OlS with dummy variables for country
olscountrydv =lm(no_votes~yes_votes+abstain+idealpoint_estimate+affinityscore_usa+affinityscore_brazil+affinityscore_china+affinityscore_india
+affinityscore_israel+affinityscore_russia+factor(state_name),data=paneldata)
summary(olscountrydv)
Actually performs quite well with an adjusted R-squared of .786. However is still missing time related factors.

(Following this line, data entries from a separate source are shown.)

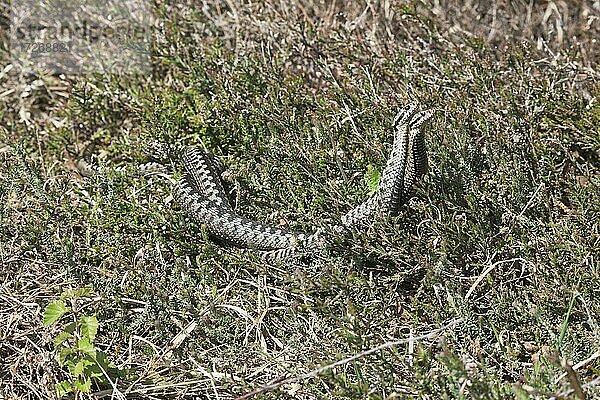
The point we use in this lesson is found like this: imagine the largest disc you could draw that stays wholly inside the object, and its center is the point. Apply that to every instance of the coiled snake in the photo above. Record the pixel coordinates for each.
(200, 193)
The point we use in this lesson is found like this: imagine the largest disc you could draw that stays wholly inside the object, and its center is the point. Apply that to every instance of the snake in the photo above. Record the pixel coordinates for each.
(201, 195)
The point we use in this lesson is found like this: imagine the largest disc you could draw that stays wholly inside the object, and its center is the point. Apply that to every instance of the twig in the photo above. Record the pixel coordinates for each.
(279, 381)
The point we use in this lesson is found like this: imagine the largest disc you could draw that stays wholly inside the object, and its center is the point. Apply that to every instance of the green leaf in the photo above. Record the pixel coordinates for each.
(78, 368)
(85, 346)
(89, 327)
(63, 388)
(372, 178)
(83, 292)
(61, 338)
(64, 356)
(54, 311)
(84, 386)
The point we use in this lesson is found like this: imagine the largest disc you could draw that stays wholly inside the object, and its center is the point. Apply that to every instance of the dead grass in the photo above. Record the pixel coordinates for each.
(295, 99)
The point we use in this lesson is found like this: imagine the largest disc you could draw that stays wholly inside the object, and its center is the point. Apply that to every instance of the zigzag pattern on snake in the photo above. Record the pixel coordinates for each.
(200, 193)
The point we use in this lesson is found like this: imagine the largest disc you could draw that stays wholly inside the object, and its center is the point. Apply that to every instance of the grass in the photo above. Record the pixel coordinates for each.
(501, 237)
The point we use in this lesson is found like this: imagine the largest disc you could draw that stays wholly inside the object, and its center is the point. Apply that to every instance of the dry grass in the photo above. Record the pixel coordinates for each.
(503, 236)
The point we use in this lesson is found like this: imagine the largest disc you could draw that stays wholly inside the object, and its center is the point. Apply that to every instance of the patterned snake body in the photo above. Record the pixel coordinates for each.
(201, 195)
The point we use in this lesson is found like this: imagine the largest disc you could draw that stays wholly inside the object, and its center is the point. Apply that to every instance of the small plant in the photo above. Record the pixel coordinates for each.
(75, 345)
(372, 178)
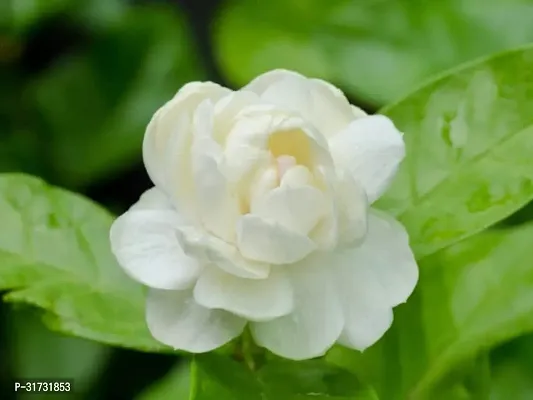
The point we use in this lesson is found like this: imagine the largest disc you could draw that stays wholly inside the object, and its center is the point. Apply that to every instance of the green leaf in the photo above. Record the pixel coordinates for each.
(470, 297)
(468, 139)
(175, 385)
(96, 104)
(19, 15)
(55, 255)
(512, 370)
(221, 378)
(37, 352)
(377, 50)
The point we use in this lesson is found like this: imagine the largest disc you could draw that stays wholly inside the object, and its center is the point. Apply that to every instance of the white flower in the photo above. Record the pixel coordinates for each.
(261, 215)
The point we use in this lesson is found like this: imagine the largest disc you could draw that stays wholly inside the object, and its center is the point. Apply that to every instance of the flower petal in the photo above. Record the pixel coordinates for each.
(270, 242)
(152, 199)
(253, 299)
(319, 102)
(175, 319)
(365, 323)
(218, 207)
(352, 207)
(316, 322)
(386, 255)
(371, 149)
(168, 137)
(146, 245)
(228, 258)
(296, 208)
(383, 270)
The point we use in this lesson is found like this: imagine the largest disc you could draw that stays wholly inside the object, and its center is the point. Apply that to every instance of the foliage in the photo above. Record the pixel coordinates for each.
(79, 118)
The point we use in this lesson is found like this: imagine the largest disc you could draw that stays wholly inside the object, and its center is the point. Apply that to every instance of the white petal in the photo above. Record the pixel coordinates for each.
(365, 324)
(319, 102)
(253, 299)
(175, 319)
(383, 269)
(352, 208)
(168, 138)
(146, 245)
(228, 258)
(296, 208)
(153, 199)
(371, 149)
(270, 242)
(316, 322)
(387, 254)
(218, 206)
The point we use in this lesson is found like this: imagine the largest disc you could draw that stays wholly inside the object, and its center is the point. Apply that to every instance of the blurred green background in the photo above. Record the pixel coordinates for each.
(80, 80)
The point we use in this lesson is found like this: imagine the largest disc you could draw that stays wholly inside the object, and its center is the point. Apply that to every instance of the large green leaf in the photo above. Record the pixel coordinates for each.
(96, 103)
(37, 352)
(512, 370)
(376, 49)
(470, 297)
(55, 255)
(469, 140)
(218, 377)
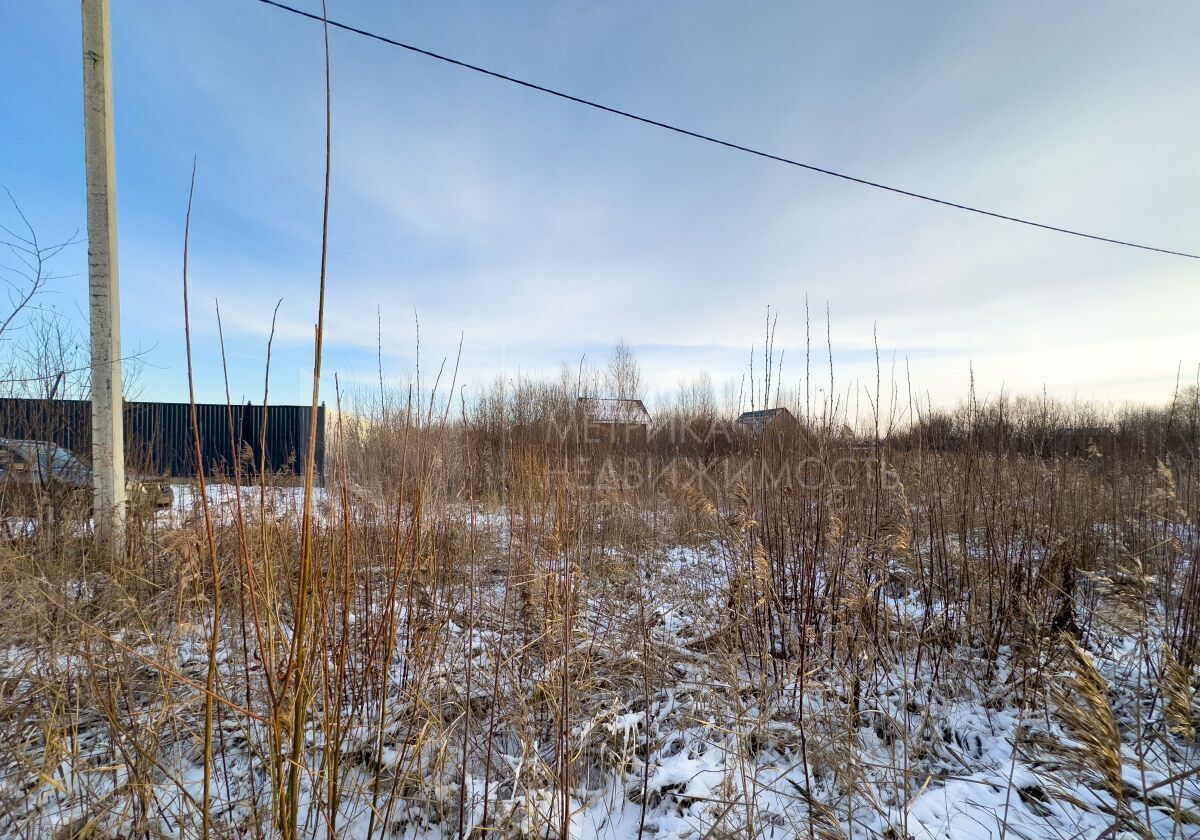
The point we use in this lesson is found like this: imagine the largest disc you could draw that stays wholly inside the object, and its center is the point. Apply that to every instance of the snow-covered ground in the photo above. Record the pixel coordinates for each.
(671, 733)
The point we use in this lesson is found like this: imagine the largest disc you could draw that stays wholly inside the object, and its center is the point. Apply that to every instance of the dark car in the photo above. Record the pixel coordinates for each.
(35, 474)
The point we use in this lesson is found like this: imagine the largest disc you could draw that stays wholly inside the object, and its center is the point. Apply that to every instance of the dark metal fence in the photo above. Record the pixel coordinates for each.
(159, 435)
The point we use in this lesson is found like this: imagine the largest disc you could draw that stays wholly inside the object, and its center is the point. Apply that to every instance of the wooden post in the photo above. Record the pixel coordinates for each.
(107, 426)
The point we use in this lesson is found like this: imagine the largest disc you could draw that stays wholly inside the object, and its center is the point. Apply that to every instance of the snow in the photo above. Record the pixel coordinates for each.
(929, 757)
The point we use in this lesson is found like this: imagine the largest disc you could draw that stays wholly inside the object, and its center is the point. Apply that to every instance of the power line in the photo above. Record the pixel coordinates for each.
(708, 138)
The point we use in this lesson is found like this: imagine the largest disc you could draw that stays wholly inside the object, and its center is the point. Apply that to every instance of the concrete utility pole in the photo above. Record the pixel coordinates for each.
(107, 424)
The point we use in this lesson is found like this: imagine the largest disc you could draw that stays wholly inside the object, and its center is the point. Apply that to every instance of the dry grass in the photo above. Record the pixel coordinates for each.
(498, 645)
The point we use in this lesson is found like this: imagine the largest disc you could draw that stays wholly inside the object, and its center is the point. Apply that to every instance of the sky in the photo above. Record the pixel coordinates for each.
(538, 232)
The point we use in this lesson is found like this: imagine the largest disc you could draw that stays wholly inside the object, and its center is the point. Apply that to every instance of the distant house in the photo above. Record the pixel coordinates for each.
(767, 418)
(606, 420)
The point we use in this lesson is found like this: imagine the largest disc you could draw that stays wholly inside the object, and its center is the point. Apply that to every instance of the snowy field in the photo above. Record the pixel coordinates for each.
(670, 727)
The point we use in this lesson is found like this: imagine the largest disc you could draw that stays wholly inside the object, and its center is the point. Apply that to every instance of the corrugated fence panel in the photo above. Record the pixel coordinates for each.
(159, 436)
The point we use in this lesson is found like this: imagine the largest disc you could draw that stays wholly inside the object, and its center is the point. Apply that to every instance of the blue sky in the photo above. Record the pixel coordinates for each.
(540, 232)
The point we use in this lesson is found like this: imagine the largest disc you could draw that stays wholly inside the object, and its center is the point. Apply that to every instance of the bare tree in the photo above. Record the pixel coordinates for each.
(42, 353)
(623, 378)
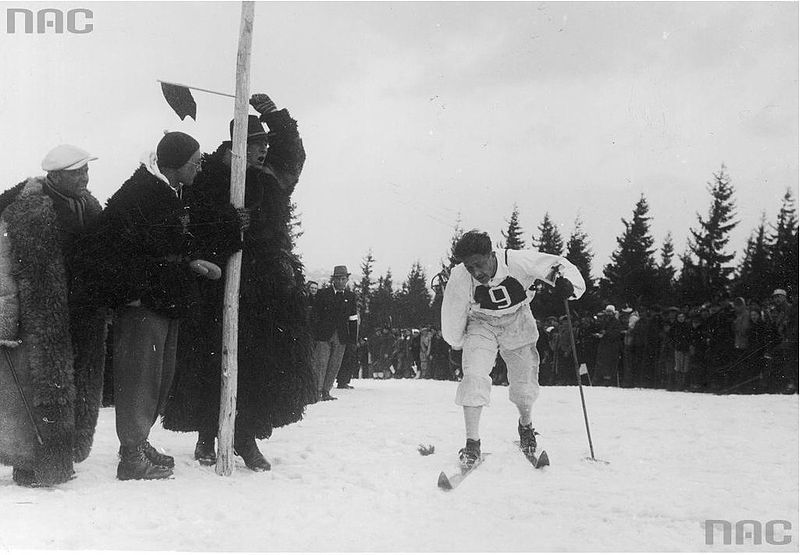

Takes into consideration group and time variables, eliminating bias from unobserved time related factors (prevents omitted variable bias).
#random effects model
randomeffects=plm(no_votes~yes_votes+abstain+idealpoint_estimate+affinityscore_usa+affinityscore_brazil+affinityscore_china+affinityscore_india
+affinityscore_israel+affinityscore_russia,data=paneldata,index=c("state_name","year"),model='random')
summary(randomeffects)
Predictive power is still relatively low, let's try adding time dummy variables:
randomeffect2 =plm(no_votes~yes_votes+abstain+idealpoint_estimate+affinityscore_usa+affinityscore_brazil+affinityscore_china+affinityscore_india
+affinityscore_israel+affinityscore_russia,data=paneldata,index=c("state_name","year"),effect="time",model='random')
summary(randomeffect2)
72% of variation within the data no_votes can be explained by our random effects model.
Panel Data conclusion:
Fixed effects with dummy for countries had the highest predictive power with an adjusted of R squared .78. 2nd was OLS with time dummies adjusted with an adjusted R squared .75. Lastly, random effects with time dummies had an adjusted R squared of .72. All models had very similar predictive power, the DV effect of being in a certain country had slightly higher significance than the no_votes being in a certain year.